Tumor antigen-specific T cells are the main force in killing cancer cells. Due to the high heterogeneity of cancer cells and tumor antigens, cancer cells do not have one or more dominant antigens, so there are few dominant antigen-specific T cells. However, the traditional use of several polypeptide antigens or MHC tetramer technology to detect tumor antigen-specific T cells can only detect antigen-specific T cells against several known specific antigens.

This product detects the whole cell antigens of cancer cells loaded with nanoparticles. The types of antigens are comprehensive, diverse and broad-spectrum, and can comprehensively and accurately detect tumor antigen-specific T cells in different tissues. It has the advantages of high specificity, high accuracy, comprehensive types of tumor antigen-specific T cells detected, and the like.

Test samples:

1. The content of tumor antigen-specific T cells in peripheral blood immune cells (please use heparin sodium as blood anticoagulant, do not use EDTA for anticoagulation, 5-7mL peripheral blood is required);

2. The content of tumor antigen-specific T cells in splenocytes;

3. The content of tumor antigen-specific T cells in lymph node cells;

4. The content of tumor antigen-specific T cells in tumor tissue cells;

1. This product is only for in vitro testing, and cannot be edible or injected; Please keep away from the reach of children.

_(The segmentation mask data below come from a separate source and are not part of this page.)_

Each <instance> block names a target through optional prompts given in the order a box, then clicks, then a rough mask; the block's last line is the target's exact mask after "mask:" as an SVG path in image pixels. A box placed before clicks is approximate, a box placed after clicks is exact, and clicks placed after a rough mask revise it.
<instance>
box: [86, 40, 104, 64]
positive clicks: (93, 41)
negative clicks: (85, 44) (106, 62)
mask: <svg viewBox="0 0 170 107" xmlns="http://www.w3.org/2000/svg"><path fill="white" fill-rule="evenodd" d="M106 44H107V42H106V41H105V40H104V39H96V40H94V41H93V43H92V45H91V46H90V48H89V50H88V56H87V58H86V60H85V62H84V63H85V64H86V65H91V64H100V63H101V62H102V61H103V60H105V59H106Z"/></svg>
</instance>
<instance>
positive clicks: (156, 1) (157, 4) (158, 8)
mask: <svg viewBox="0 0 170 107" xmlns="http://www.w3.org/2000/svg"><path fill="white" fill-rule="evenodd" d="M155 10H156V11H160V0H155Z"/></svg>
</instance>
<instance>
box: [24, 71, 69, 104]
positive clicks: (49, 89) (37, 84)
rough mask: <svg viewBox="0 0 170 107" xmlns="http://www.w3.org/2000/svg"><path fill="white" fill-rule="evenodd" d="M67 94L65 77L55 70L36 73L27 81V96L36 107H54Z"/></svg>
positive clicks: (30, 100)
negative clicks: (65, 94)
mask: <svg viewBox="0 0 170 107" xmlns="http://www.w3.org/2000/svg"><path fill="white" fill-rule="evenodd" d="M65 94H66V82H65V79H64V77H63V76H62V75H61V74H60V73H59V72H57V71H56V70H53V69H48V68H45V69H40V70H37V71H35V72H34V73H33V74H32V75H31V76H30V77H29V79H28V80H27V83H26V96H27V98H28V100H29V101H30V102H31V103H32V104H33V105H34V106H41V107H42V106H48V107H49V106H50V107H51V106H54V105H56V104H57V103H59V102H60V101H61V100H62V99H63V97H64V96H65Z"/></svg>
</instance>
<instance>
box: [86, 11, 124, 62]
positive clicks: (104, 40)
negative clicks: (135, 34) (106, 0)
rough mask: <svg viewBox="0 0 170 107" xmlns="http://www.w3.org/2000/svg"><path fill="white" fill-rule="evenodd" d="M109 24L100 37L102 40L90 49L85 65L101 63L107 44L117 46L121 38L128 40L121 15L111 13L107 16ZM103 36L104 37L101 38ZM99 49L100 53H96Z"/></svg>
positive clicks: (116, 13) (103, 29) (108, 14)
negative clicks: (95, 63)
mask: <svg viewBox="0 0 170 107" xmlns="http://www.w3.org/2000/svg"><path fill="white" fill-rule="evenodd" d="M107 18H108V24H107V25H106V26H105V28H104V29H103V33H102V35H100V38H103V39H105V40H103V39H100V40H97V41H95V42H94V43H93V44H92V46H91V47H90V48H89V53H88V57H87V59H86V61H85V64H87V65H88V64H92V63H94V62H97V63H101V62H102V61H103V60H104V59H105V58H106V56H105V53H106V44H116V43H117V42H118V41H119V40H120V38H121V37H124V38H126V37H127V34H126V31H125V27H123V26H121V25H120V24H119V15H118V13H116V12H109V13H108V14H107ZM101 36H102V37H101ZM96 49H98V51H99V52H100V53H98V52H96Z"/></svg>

2. Ready to prepare and use, once the nanoparticles are resuspended with AIM V serum-free medium or PBS, immediately add them to the cells to be tested and mix.

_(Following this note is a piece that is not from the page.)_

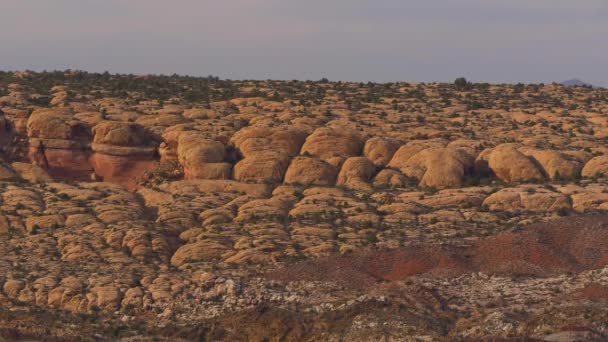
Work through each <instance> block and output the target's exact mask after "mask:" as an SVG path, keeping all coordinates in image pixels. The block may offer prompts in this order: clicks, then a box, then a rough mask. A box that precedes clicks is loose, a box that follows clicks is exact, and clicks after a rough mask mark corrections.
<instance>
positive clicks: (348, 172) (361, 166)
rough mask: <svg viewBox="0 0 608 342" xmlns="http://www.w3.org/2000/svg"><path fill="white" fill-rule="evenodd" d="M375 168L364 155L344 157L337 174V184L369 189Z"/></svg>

3. During use, the fluorescent probes of different antibodies used can be freely matched as needed.

4. Please place the fixed cells at 4 °C and complete the test within one week.
5. This product is only suitable for testing human samples.

This product is easy to absorb moisture, frozen at-20 ℃ ~-80 ℃, sealed and dry, and has a validity period of 1 year.